Beyond the car park is a long low building through which one can just see a patch of river. We find our way to the wide verandah overlooking the river and join the other guests. Unlike most other occasions, when English is used, this is a French-only occasion, which is very good for us.

We’re so used to mixing with development people, like me that it’s good to meet a different set: these were people in business. There’s a bank manager, whose wife we’ve met before, and she’s the interesting one. Rather than sit around, doing nothing, as so many expatriate wives do, she started a little business making purses, wooden trays, and a variety of such like small useful objects. She has a full time staff of nine, who work in her house, and sells everything she makes without difficulty. The other two were running a new hotel. He, the Manager, said they had deliberately positioned it as a three start establishment that would appeal to foreign NGO workers. It had, above all, to be clean, with good service, and although it’s in a part of town that we consider dodgy they are doing very well. His wife runs the restaurant. This keeps them very busy, but they know that unless they are on duty 24 hours a day standards will drop.

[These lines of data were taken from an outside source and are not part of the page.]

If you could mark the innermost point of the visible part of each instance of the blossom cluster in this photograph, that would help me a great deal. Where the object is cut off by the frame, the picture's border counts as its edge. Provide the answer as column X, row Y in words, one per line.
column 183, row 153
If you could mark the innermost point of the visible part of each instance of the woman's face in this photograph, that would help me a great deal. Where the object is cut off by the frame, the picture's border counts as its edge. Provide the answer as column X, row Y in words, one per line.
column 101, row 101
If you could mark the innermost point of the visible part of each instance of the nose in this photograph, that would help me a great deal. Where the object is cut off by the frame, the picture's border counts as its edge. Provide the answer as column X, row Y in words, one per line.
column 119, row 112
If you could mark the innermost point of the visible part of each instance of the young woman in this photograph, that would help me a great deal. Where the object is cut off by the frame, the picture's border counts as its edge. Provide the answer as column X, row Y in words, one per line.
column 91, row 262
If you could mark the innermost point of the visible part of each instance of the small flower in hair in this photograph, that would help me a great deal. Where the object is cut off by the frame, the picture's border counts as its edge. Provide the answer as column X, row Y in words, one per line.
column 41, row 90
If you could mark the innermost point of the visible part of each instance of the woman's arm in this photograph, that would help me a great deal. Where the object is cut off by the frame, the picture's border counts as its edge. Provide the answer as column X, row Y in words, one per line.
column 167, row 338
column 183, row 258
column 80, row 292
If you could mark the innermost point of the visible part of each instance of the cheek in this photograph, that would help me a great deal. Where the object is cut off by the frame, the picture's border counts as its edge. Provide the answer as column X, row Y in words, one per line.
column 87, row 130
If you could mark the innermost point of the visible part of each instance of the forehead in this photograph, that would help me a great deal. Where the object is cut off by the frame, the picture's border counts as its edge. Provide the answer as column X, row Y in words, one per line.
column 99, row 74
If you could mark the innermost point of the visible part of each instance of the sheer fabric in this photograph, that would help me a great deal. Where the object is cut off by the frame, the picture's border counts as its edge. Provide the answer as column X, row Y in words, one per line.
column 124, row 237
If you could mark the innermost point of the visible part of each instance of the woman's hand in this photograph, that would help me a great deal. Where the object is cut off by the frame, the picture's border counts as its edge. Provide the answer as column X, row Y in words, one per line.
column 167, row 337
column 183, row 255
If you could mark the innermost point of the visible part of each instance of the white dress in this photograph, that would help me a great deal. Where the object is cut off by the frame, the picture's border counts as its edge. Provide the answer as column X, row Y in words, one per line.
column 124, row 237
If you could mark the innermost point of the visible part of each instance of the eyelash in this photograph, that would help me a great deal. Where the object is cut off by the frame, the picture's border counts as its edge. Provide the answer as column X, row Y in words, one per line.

That’s when the discussion became truly racist. In spite of a recognition that there are amazing opportunities available in the Congo if you are willing to take the risk, the guests spent most of the meal talking about how difficult it all is; how the workers are like children; the absurd mistakes that they make; and how to boss them around in such a way that things don’t go wrong.

It’s true that there are huge differences between our cultures and that of the Congolese, and sometimes these lead to funny or disastrous results. But the other guests raised more than an eyebrow when I talked about our amazing team, about 70 of them, people who are comfortable discussing deontology as a pressing training need. (Do any readers know what that is? I didn’t), or who get really excited discussing political and economic analysis techniques, or theories of change. In fact, I find their enthusiasm for what seem to me to be futile abstractions quite frustrating, but you can never say that are not thinking about their work.

The meal was a proper three courser: prawn cocktail, then prawns fried in garlic butter and chips, followed by fruit salad and ice cream, accompanied by wine and beer.

The view from the verandah could be more beautiful than it is. In the foreground is a small marina, beyond which is a narrow creek leading to the main river. But on both sides there are towering rusty wrecks of once fine river steamers, now occupied by poor squatters. The main flow of the river itself is only a strip on the horizon. I had thought that because the river flows so fast and is so wide that it’s level doesn’t change much, but apparently it is about two metres below the level it used to be. In the old days, they said, the water was almost lapping up to the verandah.


Whatever the level of the river, it was like a breath of fresh air to be able to sit there, in almost total silence, and just absorb the view. Hopefully we’ll get invited again.